Russia may have crashed and burned under Oleg Romantsev in Korea/Japan, but as the newspaper predicted, the young elements in the Russian squad have continued to develop. Now only a two-legged play-off against Wales stands between Georgi Yartsev's Russia and a place at UEFA EURO 2004™.
Kerzhakov has epitomised that progress. With 15 caps and three goals for his country, the 20-year-old has matured into a man in the last year, helping unfancied FC Zenit St. Peterburg to finish second in the Russian Premier League in the 2003 season. He now looks a certain starter, alongside Dmitri Bulykin, in the first leg of the play-off on Saturday.
It is a hugely important game for Russia, and as Kerzhakov told uefa.com, his side are not underestimating Wales. "
It is stupid to talk about any lack of strength in a team which beat Italy and should have finished first in their group," he said. "I think Russia are stronger than Wales, but there is no point talking about it - we need to show it on the pitch. From what I've seen on TV, the Welsh are very quick and they can be a headache."
The striker cited winger Ryan Giggs as the greatest Welsh threat. "For me, Wales as a country is synonymous with the Manchester United [FC] player," he said. "Sometimes he's unbelievable. Look at his last game - he scored twice against Liverpool [FC]."
Against such quality opposition, Kerzhakov is convinced that concentration is paramount, and with a difficult season behind them, he maintained that his team-mates do not lack the right temperament. "The responsibility spurs you on rather than bothering you," he said. "The most important thing is to be believed in.
We've given people hope - it means we can fulfil our task."
Russia will play the first leg of the tie in Moscow at the Lokomotiv stadium, having returned to winning ways under Yartsev after defeats against Georgia, Albania and Israel cost Gazzaev his job. As recent results have proved, the change of coach has not upset the players too much.

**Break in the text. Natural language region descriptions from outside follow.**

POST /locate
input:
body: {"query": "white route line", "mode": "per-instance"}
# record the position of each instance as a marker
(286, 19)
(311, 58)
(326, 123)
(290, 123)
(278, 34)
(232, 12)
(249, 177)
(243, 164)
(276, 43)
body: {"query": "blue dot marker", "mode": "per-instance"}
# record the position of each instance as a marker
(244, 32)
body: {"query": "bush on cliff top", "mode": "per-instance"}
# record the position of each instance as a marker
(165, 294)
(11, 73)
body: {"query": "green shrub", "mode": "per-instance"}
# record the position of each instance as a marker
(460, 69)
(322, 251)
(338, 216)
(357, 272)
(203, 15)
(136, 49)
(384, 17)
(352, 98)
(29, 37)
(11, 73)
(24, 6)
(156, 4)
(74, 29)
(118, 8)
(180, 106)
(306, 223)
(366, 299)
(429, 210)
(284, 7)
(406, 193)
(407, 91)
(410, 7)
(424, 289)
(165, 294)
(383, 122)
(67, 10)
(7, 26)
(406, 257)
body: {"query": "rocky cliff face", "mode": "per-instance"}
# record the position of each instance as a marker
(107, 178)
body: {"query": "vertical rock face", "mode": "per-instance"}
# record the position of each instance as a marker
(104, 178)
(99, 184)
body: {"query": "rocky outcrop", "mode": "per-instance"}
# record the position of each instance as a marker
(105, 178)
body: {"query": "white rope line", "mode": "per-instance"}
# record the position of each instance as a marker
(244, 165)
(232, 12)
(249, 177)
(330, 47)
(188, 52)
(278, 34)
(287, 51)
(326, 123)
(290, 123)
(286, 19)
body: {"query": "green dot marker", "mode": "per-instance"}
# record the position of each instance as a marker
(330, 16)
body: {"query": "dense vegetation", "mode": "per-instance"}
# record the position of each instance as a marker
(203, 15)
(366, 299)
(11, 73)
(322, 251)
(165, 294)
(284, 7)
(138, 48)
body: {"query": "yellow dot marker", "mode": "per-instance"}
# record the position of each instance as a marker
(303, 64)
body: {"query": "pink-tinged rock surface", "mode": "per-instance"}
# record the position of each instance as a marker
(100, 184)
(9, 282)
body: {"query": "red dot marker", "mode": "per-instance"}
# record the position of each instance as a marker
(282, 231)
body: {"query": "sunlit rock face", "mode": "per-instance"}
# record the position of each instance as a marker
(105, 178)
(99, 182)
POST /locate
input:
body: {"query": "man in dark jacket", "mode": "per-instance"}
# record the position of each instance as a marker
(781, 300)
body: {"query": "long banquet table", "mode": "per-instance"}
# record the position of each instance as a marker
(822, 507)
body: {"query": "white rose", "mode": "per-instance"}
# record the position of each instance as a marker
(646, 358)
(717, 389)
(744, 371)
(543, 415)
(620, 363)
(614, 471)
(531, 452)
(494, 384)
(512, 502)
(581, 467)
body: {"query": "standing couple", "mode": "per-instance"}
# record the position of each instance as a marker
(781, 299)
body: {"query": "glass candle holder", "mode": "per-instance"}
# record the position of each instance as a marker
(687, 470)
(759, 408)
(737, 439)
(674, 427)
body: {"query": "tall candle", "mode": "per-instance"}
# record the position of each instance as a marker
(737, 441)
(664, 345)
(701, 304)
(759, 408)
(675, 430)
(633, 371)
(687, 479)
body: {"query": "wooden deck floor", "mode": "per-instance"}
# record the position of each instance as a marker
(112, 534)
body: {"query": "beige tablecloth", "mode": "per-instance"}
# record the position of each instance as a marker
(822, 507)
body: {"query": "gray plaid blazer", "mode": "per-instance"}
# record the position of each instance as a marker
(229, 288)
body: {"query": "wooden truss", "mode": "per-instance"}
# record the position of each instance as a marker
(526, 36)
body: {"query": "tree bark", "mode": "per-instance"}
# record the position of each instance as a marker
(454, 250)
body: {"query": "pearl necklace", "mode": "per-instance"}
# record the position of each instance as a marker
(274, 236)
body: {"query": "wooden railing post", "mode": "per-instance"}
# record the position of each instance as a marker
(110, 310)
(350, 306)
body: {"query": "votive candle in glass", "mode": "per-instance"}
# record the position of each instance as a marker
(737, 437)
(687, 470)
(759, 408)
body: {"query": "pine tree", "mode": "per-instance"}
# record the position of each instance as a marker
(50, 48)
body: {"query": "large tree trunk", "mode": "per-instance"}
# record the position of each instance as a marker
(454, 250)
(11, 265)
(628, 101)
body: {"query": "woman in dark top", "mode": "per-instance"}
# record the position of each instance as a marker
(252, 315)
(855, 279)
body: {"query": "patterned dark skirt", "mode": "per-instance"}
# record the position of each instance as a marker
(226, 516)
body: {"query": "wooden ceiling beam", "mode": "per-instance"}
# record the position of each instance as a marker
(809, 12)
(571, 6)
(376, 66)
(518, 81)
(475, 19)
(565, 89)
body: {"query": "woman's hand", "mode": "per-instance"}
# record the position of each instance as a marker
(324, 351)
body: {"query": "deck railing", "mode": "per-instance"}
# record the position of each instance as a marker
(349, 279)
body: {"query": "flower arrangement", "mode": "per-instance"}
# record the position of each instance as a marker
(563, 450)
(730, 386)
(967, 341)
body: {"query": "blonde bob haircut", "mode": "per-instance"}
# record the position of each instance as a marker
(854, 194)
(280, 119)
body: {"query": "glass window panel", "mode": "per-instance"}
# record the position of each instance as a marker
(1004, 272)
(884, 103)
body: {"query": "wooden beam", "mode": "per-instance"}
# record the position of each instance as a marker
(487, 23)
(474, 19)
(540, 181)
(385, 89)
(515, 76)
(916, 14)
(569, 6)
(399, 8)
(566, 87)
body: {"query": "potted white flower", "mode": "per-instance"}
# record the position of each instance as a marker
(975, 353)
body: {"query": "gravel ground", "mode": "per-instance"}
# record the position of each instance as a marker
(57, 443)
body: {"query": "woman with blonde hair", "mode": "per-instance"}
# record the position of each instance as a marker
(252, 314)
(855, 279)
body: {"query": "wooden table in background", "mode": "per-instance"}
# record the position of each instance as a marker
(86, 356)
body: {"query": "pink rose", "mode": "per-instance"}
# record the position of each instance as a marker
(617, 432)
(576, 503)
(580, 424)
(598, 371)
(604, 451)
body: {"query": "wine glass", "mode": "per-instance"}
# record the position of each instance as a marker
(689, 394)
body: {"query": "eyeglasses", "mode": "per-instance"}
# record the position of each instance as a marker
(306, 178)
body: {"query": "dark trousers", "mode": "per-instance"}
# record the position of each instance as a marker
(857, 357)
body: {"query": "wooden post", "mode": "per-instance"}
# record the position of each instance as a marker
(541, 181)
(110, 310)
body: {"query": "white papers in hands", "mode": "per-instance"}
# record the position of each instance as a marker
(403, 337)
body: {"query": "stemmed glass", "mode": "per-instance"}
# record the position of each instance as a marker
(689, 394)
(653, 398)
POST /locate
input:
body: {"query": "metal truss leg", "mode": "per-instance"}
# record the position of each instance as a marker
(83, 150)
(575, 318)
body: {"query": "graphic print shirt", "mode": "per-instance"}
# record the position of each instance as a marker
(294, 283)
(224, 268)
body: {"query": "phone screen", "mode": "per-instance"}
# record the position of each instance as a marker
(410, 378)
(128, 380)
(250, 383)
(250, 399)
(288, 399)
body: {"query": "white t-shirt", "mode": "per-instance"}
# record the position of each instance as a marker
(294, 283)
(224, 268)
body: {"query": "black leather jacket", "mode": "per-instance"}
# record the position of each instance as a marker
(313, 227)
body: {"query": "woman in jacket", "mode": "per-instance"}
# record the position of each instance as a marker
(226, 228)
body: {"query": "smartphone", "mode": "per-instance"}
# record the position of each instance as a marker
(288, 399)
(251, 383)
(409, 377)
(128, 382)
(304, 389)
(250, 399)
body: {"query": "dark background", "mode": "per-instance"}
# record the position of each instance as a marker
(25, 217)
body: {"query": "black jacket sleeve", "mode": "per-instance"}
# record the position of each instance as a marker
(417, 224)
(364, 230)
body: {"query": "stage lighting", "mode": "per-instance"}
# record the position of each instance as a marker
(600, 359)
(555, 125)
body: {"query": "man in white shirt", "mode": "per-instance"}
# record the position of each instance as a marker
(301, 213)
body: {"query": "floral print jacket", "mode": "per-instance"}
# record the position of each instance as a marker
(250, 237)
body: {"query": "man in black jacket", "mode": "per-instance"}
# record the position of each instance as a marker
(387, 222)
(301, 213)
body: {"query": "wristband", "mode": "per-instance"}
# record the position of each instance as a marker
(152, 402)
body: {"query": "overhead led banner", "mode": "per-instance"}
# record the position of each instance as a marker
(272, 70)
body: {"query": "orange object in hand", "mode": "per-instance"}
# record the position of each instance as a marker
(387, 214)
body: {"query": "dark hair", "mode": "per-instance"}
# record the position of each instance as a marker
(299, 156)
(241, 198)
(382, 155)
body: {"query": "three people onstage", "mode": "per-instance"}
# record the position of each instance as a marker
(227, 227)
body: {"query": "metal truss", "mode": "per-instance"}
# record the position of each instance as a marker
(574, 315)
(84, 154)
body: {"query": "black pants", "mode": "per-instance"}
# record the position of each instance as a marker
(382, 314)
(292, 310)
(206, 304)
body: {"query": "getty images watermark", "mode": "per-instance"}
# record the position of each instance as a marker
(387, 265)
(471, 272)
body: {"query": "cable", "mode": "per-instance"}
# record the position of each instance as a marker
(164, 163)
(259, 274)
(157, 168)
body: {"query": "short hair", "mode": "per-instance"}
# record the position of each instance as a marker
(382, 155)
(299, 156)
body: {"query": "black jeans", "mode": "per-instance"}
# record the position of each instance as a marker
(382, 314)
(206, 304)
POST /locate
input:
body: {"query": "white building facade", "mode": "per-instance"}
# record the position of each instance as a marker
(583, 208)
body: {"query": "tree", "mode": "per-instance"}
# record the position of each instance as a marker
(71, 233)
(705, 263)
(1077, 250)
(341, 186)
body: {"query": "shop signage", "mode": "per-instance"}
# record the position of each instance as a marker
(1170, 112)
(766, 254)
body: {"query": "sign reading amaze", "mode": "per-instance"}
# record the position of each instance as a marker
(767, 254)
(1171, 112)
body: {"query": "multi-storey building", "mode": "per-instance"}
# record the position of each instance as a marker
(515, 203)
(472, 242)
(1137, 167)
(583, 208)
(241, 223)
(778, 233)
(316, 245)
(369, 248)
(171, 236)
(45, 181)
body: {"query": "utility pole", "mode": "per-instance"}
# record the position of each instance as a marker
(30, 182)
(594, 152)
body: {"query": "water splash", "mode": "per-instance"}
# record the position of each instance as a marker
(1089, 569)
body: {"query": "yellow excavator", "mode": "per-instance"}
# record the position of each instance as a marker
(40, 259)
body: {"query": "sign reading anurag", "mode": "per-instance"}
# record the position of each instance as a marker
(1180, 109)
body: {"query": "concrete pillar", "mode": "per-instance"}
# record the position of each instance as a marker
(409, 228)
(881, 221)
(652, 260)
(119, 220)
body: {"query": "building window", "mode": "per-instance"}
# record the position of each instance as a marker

"Changing a coach is a normal thing in football," said Kerzhakov. "Last season at Zenit we had three coaching changes and we got used to it. First, you're trying to find out who the new coach is, what it's like working with him. Then comes the first training session and it all settles. I was not nervous when Yartsev was appointed and the results tell you everything about him."
While Kerzhakov has not been a prolific scorer for Russia, Yartsev has kept faith in him for his other qualities on the pitch. The striker himself has been unconcerned by his form in front of goal. "I don't see anything dramatic about myself not scoring for the national team," he said. "It is more important that we win. I would trade all my possible goals for a place in Portugal."
Kerzhakov turns 21 on 27 November. Should he manage to help Russia to book that trip to the finals, it could be a party to remember.